By virtue of the fact that RedLynx aren’t making money unless you’re paying for those upgrades, MotoHeroz has been designed to nestle you tightly between a rock and Pete Burns’ face. Most frustratingly of all, MotoHeroz is damn good fun.

Yerli can fib and paint Warface as ‘fair’ or ‘democratic’ or ‘gamer friendly’ all he likes, but at its heart Crytek is always going to be doing its utmost to recoup that $10-30 million investment. And without money-up-front, Warface is going to be designed to funnel players into situations in which they either grind, quit or pay. 

Now that’s not a new phenomenon by any means. It’s not even unique to the F2P model; EA have been selling weapon packs for Battlefield 3 for months now, allowing players to rebuff the spun out ranking system and play with the big toys for a fee. That said, unlocking the USAS ten levels early isn’t tearing to ribbons the fabric of the game (not since the USAS has been neutered, anyway) but you can bet if Crytek aren’t recouping money on Warface fast enough there’ll be something tossed in to shift the balance of play dramatically. $30 million is a lot of money. The risk is high. 

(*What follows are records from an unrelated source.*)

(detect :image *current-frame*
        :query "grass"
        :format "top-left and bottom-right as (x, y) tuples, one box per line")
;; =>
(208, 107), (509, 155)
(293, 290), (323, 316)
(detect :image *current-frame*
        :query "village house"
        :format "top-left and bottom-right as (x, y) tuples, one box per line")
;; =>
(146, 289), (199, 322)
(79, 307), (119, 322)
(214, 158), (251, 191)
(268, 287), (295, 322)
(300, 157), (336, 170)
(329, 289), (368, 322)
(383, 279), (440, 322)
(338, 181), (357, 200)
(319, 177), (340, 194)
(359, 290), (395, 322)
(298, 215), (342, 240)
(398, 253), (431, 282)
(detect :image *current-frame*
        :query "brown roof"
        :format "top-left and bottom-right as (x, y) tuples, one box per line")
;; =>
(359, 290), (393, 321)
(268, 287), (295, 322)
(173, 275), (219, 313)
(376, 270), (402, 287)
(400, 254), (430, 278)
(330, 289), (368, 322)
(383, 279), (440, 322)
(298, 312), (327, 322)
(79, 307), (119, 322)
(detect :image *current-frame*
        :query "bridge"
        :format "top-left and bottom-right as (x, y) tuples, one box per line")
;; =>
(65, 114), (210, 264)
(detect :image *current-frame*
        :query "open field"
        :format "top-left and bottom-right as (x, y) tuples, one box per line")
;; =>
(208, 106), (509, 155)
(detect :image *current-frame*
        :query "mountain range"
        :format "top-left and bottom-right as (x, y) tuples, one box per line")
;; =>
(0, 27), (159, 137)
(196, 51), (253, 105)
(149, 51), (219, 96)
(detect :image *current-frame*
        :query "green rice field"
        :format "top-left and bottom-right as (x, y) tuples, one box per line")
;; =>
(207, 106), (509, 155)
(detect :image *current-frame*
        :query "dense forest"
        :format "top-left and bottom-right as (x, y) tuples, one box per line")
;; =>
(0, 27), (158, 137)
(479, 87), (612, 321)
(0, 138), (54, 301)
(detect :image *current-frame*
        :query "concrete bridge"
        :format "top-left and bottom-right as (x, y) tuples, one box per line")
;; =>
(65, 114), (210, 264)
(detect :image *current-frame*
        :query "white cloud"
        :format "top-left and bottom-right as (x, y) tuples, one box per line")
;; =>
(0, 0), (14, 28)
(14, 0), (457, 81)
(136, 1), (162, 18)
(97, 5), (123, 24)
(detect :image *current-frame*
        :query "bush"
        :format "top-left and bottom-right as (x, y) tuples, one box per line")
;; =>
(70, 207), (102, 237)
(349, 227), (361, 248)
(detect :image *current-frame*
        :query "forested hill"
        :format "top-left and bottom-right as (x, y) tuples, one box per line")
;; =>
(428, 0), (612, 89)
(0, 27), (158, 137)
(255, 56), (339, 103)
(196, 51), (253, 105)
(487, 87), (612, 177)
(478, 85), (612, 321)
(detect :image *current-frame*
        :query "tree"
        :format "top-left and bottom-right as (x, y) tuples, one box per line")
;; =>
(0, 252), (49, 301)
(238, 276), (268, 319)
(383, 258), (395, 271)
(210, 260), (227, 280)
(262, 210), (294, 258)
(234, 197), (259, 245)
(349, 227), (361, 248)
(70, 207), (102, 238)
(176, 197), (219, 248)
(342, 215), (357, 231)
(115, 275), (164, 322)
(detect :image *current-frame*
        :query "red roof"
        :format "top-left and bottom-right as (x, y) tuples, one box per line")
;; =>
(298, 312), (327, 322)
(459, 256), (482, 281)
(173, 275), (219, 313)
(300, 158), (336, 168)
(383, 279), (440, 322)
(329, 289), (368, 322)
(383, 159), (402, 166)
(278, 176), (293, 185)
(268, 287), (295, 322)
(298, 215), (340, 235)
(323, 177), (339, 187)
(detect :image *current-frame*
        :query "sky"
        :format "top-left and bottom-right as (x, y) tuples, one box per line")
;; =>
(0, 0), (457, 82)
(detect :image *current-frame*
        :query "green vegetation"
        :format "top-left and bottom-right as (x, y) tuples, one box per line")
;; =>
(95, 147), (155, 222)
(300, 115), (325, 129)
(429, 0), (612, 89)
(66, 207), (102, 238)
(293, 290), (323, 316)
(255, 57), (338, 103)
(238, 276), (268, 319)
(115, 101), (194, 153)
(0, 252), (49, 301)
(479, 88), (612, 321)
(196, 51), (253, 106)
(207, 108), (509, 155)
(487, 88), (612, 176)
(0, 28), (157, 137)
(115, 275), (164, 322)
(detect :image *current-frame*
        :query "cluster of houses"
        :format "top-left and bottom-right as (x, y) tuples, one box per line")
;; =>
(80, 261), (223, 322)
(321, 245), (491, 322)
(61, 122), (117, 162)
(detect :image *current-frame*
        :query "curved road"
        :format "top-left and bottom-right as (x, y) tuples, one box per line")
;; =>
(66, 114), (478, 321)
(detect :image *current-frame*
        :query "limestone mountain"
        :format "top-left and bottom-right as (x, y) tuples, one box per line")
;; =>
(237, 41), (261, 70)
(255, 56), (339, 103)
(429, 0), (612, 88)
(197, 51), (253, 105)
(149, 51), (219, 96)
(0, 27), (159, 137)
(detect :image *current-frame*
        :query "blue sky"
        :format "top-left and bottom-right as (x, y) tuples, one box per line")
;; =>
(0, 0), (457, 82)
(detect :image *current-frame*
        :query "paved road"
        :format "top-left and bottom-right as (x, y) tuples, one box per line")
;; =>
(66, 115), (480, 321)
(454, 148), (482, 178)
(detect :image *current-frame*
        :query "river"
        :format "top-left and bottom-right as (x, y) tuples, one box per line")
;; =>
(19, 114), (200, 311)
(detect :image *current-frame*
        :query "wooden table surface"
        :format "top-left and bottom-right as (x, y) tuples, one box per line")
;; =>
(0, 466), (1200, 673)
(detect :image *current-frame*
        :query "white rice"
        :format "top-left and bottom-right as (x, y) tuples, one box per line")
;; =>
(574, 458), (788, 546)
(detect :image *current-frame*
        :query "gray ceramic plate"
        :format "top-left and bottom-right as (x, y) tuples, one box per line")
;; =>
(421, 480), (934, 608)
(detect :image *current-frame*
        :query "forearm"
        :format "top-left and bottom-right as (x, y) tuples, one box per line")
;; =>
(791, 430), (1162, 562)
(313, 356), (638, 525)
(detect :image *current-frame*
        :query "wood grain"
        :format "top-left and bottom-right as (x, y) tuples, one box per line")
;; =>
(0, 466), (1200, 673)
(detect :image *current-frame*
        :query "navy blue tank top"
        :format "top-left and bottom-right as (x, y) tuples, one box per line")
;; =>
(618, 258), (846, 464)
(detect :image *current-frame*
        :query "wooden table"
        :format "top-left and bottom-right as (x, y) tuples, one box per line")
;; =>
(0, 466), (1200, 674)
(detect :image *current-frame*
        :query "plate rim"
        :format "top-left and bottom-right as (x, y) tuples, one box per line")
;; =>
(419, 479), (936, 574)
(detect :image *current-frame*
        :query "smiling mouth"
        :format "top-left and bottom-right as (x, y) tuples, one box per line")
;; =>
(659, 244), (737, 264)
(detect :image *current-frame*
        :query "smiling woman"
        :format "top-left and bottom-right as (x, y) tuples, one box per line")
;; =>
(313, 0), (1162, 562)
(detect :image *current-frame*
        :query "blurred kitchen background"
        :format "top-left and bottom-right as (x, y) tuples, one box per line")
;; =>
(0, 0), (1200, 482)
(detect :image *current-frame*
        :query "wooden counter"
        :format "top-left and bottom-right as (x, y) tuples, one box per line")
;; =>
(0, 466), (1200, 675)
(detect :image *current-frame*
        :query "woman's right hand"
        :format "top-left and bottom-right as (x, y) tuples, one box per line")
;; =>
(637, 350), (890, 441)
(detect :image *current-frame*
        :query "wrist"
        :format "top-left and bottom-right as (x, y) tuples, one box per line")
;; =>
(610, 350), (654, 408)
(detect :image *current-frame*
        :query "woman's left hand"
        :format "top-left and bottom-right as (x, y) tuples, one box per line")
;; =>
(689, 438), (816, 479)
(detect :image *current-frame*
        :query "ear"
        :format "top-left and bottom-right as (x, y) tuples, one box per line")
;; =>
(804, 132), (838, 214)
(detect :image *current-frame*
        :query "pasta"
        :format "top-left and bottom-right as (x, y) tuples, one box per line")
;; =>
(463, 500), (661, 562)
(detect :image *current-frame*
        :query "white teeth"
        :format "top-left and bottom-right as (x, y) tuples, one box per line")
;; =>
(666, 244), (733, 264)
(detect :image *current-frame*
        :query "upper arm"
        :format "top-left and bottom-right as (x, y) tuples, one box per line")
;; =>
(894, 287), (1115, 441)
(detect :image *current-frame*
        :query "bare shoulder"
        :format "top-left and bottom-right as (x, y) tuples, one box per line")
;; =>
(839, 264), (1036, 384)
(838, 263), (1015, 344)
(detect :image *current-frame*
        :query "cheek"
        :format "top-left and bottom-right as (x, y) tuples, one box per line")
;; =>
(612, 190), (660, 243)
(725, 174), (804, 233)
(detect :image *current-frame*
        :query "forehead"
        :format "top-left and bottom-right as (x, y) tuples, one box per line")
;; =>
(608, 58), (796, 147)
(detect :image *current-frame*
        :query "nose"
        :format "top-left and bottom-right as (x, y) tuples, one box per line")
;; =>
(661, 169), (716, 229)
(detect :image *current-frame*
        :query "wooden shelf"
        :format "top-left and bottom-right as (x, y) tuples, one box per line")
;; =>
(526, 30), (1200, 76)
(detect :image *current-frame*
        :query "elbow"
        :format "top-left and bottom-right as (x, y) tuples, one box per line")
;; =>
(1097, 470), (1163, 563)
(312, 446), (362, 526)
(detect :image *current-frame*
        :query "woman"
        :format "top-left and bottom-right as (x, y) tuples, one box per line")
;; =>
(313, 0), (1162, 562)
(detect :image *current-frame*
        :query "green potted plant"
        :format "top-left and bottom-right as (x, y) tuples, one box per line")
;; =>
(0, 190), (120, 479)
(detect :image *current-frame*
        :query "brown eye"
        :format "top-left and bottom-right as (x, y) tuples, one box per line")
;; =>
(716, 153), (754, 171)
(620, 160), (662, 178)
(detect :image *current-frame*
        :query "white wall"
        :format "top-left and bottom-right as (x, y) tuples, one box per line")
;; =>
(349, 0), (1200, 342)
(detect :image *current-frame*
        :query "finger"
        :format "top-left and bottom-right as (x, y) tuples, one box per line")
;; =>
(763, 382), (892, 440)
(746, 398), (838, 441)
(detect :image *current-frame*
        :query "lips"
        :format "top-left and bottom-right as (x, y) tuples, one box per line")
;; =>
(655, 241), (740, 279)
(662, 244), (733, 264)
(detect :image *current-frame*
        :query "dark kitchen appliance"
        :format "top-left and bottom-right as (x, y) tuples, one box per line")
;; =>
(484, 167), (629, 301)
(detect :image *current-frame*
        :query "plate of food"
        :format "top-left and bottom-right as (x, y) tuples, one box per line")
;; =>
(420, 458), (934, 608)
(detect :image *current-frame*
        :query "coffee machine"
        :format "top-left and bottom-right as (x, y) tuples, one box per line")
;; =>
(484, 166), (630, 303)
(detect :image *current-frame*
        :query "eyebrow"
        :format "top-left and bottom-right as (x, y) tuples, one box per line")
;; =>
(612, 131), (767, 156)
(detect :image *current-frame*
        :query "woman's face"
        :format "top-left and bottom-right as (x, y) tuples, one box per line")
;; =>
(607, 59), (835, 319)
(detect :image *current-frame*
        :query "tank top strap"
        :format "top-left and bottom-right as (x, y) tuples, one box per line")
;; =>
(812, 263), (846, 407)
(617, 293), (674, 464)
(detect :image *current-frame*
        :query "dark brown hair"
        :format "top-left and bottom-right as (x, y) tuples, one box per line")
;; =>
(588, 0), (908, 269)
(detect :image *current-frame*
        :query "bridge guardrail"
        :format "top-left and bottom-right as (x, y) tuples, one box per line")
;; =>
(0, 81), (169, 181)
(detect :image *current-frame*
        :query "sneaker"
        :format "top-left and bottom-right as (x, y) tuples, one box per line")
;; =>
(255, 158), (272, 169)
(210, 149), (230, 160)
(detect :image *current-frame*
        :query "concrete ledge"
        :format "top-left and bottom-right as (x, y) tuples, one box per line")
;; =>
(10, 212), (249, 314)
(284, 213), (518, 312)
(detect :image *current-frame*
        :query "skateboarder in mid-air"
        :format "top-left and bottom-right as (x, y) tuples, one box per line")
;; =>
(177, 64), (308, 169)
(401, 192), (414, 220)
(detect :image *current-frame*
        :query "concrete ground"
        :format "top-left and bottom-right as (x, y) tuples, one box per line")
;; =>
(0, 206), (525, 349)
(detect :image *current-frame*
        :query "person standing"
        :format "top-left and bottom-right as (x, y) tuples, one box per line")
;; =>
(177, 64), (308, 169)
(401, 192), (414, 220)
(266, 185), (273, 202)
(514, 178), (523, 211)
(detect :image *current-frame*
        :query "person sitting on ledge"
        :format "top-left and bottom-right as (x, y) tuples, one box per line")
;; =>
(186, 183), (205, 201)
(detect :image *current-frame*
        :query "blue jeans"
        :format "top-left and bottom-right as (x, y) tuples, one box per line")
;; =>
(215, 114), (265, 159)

I don’t really care what Crytek do, they don’t make games that interest me and while they’re happy to go ahead and make Crysis 3 and Homefront 2 instead of Timesplitters 4 (or tout the possibility of a F2P Timesplitters 4 presumably with some bastardised single-player component and no offline multiplayer) they can dig themselves into the bowels of hell and I’ll wave gaily all the while. What I find irritating is the notion Yerli puts forward that F2P is benefitting me, the gamer. It’s not. It’s a savvy business ploy that has paid off remarkably for a small number of smart people. But it hasn’t benefitted me and I’d rather Yerli wasn’t trying to fist stone-cold classics into a mould while championing ‘fairness’ and ‘democracy’ in one breath and touting these lines in the next: 

“And by the way, over five years in Warface you may spend $3000. But you may also pay nothing. That’s what we’re banking on.”

“And if you don’t want to spend any money, fine – you’ll become the bait of the person who spends the money [laughs].”

Anyway, there’s little need for concern. The future won’t be exclusively F2P, despite the maundering of the ever-tactless Peter Moore. Free-to-Play is no more a guaranteed money-making nirvana than the App Store is a haven for developers looking to make their millions. If the market is inundated with F2P games then it’s going to be as challenging to make money from those as it is making money from an app or XBLA release, if not more so. A happy middle ground ought to be prevail, as ever; there’ll always be people making games like Minecraft, Limbo, Machinarium and Gunpoint, people that aren’t reaching into your back-pocket every twelve and a half seconds.